POINT DE VUE

Difficultés de sommeil chez l’adolescent : spécificités et prise en charge

Dr Marie-Josèphe Challamel

Auteurs et déclarations

11 mai 2020

Paris, France— A l’occasion de la journée du sommeil, le Dr Marie Josèphe Challamel (pédiatre, spécialiste du sommeil de l’enfant) revient les spécificités du sommeil de l’adolescent et les difficultés qu’il peut rencontrer.

Chez l’adolescent, les besoins en sommeil sont d’au moins 9 à 10 heures par nuit alors que le plus souvent, il n’a que 7 heures de repos, en particulier les jours scolaires, indique le Dr Challamel. « Il existe donc une grande privation de sommeil chez l’adolescent », insiste-t-elle.

 
Il existe...une grande privation de sommeil chez l’adolescent. Dr Marie Josèphe Challamel
 

Il y a plusieurs raisons à ces nuits courtes. L’une d’elles est que les adolescents ont une tendance naturelle à décaler leur rythme de sommeil, en général vers 23 heures. Mais, les horaires très matinaux des années de collège et de lycée et la sur-consommation d’écrans, allant souvent jusqu’à 6 heures par jour, contribuent également à la privation de sommeil des adolescents.

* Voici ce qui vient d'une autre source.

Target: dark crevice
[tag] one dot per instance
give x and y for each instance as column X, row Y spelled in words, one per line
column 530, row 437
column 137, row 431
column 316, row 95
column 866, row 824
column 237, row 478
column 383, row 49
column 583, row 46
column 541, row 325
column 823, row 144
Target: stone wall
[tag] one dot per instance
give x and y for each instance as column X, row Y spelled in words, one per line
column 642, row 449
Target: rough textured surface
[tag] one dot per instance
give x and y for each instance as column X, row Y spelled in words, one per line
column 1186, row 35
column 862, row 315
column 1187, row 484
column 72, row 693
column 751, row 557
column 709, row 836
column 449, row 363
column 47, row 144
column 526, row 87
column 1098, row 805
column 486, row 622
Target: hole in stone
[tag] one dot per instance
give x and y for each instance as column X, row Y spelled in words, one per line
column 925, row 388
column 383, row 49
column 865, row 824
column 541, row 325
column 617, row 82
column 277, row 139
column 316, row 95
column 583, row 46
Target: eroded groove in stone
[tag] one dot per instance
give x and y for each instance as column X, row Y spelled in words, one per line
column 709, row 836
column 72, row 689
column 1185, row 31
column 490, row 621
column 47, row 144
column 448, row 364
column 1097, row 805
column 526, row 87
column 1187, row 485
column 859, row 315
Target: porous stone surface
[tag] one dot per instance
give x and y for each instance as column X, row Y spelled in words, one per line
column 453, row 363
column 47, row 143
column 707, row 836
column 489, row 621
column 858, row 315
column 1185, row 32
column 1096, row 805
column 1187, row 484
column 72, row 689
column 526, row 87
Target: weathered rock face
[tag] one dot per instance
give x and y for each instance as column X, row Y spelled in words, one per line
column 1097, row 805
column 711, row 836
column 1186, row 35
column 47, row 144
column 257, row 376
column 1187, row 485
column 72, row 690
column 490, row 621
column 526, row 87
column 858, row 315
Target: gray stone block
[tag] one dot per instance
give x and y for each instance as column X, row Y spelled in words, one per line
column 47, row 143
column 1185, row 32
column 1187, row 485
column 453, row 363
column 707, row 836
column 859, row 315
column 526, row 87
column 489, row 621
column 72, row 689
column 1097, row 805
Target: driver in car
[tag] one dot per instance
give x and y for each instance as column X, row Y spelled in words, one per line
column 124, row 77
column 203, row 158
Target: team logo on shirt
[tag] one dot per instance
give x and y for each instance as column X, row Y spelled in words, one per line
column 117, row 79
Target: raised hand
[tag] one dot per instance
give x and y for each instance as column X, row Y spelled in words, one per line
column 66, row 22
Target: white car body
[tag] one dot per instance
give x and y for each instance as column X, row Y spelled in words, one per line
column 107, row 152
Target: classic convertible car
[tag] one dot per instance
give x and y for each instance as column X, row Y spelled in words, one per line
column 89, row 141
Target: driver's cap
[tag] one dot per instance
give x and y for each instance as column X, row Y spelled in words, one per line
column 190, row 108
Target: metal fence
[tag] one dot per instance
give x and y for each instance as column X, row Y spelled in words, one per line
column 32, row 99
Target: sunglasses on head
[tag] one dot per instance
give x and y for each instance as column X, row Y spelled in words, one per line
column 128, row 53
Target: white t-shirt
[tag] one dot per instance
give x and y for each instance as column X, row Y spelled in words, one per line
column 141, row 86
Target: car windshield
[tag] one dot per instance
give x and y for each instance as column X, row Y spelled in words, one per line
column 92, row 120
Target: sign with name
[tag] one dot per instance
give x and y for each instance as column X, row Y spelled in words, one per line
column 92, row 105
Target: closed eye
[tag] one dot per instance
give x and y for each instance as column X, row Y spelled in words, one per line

Pour lutter contre cette privation de sommeil, le Dr Challamèle rappelle que les spécialistes préconisent depuis plusieurs années que les horaires scolaires soient décalés de 8h à 9h le matin. Elle souligne notamment qu’une expérience menée aux Etats-Unis a montré que retarder le début des cours permettait d’améliorer significativement la motivation, la mémoire et l’attention et diminuait le risque de dépression et d’obésité.

En termes de prise en charge des insomnies de l’adolescent, « les médicaments n’ont pas leur place, sauf quand les décalages d’endormissement sont très importants, après 2 heures du matin et que l’adolescent n’est plus capable de se lever pour se rendre au collège ou au lycée, où là on peut s’aider de la mélatonine », précise la pédiatre qui ajoute que « la prise en charge est avant tout comportementale ».

Cette prise en charge comportementale consiste à recaler l’adolescent sur un rythme jour/nuit avec d’abord des levés plus précoces puis des couchers moins tardifs.

Le Dr Challamel souligne sur l’importance d’être actif dès le réveil avec un déjeuner en famille par exemple et si possible une activité physique pratiquée à la lumière du jour. Elle insiste également sur la nécessité d’éliminer les d’écrans dans la chambre à coucher et en particulier les jeux vidéo violents ou compétitifs au moment du coucher.